Yeah. We still have a requirements.txt file, but we do pip -r inside the Dockerfile along with all our calls to apt.
I can see the trains-agent listed as a machine in the UI. I can also send experiments to the queue and the agent picks them up.
I added TRAINS_AGENT_DOCKER_HOST_MOUNT="/root/.trains:/root/.trains" to the trains-agent docker. I also started that docker with a bind-mount to make sure /root/.trains inside the agent docker pointed to somewhere on the house outside of any container.
Thank you very much for the assistance! I don't think I would have known about that environment variable without asking here on the slack channel.

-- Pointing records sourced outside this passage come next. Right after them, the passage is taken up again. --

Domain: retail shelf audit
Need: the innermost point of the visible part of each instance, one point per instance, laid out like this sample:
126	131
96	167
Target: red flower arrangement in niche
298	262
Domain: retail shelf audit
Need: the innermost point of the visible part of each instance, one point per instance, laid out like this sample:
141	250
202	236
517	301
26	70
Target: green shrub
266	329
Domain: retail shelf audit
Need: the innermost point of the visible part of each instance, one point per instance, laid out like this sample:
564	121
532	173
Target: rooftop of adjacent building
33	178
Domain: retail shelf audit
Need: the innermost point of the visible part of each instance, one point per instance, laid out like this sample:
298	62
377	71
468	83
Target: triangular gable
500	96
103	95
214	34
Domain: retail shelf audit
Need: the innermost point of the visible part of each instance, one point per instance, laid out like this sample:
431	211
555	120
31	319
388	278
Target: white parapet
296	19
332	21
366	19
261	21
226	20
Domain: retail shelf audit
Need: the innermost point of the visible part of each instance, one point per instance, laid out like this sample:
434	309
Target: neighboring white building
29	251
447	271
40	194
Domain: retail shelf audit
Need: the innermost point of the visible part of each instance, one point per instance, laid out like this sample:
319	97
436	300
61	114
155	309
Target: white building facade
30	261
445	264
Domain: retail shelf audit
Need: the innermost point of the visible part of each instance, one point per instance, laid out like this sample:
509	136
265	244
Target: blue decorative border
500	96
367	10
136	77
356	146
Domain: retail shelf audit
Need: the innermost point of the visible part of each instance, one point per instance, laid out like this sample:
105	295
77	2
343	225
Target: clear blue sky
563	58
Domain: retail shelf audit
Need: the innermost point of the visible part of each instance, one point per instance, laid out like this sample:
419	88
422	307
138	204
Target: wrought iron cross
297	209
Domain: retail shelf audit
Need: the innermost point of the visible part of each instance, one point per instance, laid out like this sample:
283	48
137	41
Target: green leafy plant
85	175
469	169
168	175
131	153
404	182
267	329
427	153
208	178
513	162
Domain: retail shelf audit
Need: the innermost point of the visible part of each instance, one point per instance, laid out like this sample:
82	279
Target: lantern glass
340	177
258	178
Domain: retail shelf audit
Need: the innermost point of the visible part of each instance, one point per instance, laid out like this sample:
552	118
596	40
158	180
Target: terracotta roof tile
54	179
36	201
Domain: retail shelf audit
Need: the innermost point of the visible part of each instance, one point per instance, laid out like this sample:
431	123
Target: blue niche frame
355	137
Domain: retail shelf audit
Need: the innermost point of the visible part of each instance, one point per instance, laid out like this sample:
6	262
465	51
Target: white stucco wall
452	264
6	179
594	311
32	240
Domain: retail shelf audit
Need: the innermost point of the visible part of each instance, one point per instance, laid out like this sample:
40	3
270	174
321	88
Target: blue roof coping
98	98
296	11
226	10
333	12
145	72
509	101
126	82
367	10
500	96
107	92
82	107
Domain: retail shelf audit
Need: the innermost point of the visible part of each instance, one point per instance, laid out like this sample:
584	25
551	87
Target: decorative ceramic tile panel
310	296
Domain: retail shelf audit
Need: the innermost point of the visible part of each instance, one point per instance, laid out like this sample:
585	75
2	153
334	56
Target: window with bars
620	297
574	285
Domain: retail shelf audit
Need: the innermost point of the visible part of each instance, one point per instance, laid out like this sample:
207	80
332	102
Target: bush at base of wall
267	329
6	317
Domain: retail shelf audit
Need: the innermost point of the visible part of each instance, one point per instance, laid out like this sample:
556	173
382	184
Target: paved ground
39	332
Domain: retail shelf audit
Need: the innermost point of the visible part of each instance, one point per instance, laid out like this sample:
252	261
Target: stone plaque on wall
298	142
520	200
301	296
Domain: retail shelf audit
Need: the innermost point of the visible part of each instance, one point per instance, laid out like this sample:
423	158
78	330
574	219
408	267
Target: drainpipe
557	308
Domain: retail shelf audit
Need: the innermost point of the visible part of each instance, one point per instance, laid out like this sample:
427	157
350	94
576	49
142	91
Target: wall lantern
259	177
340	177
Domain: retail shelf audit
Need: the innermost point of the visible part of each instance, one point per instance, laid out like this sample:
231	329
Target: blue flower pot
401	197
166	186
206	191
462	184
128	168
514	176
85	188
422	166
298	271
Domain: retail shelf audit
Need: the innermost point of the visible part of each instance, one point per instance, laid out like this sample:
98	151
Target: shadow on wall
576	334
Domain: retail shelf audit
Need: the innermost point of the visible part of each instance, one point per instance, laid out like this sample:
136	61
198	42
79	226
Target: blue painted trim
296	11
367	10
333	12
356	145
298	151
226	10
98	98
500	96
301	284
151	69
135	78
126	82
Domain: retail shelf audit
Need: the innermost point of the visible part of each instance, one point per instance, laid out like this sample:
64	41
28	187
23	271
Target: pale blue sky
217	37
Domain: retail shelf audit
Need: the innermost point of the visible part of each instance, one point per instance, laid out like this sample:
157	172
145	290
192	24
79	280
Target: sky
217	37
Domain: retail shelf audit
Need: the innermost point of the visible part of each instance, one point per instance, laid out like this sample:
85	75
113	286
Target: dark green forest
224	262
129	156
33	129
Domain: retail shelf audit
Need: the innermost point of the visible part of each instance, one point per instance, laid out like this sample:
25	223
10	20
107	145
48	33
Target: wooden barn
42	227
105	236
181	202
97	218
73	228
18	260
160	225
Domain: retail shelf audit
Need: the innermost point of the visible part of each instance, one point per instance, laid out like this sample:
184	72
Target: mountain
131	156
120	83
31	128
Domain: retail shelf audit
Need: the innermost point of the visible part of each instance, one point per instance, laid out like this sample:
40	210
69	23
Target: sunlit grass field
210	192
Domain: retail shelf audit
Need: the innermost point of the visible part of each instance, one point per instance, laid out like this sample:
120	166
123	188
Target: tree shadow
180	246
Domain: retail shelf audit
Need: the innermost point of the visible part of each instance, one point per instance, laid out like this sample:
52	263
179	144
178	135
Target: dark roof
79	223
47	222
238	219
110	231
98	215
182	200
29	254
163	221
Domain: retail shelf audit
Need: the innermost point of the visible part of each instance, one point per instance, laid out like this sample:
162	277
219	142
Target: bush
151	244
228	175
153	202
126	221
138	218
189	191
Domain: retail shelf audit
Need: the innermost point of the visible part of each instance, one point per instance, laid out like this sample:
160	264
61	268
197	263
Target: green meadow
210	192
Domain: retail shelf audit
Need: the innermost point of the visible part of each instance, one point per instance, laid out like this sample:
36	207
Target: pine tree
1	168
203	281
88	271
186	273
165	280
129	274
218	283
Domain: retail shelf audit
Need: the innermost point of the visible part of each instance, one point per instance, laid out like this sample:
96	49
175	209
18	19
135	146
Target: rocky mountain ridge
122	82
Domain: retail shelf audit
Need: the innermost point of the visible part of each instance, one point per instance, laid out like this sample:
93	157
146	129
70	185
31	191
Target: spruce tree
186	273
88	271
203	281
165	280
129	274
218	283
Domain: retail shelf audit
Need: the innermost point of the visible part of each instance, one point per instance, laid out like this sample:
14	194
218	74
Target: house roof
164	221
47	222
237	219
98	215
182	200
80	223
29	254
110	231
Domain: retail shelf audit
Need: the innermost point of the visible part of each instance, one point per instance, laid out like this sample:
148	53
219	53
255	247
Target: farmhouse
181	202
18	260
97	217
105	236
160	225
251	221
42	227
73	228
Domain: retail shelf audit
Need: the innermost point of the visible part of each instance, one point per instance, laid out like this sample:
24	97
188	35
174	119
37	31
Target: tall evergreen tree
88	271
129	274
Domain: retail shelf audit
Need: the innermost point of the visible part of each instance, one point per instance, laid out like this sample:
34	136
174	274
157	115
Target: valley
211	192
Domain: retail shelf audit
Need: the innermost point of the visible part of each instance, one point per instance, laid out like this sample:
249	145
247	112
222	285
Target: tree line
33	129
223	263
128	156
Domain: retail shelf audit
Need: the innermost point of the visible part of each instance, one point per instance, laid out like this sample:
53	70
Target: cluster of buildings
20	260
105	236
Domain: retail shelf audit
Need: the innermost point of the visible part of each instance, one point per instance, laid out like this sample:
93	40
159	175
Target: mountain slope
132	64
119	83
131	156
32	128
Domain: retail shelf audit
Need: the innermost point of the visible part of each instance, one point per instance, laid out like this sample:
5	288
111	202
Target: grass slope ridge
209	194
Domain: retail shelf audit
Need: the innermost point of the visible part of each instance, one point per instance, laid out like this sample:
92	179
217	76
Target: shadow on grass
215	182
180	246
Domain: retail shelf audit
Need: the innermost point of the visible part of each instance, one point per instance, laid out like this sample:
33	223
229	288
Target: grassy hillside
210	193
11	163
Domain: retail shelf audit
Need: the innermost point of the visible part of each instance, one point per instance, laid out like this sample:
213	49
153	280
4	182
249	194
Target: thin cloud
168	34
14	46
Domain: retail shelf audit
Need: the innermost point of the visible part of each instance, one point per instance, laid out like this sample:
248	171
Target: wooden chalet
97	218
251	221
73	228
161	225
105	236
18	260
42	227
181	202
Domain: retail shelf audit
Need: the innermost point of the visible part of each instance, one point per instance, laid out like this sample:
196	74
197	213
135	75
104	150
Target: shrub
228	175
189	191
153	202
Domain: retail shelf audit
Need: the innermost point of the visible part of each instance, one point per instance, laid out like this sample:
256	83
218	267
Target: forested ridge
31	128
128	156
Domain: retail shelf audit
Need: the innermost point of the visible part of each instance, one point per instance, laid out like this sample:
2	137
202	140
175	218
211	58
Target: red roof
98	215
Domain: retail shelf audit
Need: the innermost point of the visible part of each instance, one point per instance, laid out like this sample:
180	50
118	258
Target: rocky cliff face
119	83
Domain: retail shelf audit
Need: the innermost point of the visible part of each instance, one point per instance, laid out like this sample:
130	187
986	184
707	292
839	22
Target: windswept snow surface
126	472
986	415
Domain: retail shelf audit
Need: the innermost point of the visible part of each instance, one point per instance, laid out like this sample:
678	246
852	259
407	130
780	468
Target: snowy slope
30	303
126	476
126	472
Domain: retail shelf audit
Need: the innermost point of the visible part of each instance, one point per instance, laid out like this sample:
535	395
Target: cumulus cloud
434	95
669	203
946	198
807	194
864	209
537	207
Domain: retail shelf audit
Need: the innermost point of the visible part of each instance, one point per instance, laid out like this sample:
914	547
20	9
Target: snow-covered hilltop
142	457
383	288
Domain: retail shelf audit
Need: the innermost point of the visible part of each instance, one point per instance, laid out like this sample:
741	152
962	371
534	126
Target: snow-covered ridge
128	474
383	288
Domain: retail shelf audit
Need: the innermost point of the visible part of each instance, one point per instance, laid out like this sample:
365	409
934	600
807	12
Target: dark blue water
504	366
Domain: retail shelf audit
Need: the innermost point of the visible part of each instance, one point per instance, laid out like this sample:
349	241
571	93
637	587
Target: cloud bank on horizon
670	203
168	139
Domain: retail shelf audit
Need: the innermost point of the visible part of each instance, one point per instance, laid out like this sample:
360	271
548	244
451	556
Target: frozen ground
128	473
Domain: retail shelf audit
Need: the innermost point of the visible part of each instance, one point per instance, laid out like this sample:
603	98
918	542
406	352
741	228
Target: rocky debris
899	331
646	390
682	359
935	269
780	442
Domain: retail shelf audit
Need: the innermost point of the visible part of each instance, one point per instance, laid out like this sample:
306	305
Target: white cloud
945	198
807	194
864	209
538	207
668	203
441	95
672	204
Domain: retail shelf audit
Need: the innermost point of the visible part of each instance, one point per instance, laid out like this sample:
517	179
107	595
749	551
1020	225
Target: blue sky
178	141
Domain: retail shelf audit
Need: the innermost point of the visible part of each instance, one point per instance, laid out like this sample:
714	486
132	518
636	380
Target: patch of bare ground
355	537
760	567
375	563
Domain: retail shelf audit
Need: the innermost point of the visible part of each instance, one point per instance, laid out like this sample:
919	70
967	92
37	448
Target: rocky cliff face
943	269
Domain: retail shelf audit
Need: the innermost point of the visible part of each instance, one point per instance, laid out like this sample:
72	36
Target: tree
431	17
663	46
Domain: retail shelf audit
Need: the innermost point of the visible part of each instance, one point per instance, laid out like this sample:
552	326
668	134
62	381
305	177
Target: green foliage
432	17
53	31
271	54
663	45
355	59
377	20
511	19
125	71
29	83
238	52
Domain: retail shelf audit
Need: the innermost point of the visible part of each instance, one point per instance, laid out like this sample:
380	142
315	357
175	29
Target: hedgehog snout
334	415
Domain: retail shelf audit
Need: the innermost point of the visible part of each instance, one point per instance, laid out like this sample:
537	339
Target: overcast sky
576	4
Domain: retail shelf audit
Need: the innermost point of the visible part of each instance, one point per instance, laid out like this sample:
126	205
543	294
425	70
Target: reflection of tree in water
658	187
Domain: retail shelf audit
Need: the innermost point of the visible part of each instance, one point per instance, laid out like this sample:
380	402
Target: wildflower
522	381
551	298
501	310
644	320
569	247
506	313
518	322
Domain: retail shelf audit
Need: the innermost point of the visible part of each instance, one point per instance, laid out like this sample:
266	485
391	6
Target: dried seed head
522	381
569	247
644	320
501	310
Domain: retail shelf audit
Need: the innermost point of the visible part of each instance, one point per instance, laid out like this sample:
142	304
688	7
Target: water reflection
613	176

Just having TRAINS_AGENT_DOCKER_HOST_MOUNT defined for the agent docker wasn't enough, but after making sure the source directory was mounted from somewhere outside of docker everything works.
I might be a little confused. I'm assuming that when I set a base docker image for a task and run it, trains-agent runs a container from that image, then clones the git repository into that image, then applies all the changes/packages trains detected and runs the script. But what I'd really like to do is for trains-agent to pull a repository that includes a Dockerfile, build that dockerfile, run the resulting container, and then execute the script within it.
Prior to trains our workflow was to build an image and spin up a container on one of our GPU machines. I can do the same thing and still take advantage of trains' excellent reporting, but then I lose out on the queues and ability to clone experiments from the webui.
I'd like the base_docker_image to not only be defined at runtime, but also be built at runtime.
I think for the time being, I'm going to follow your suggestion and just put the extra effort into distributing a pre-built image.
It's very close. The only difference is that my team does have access to decide MLOps, and we've already structured our project around docker and our environment is already defined in a Dockerfile and a requirements.txt which is acted upon inside that Dockefile. We don't really need trains to completely manage our dependencies.
I'll keep an eye out for the new entrypoint. Thanks again for the support.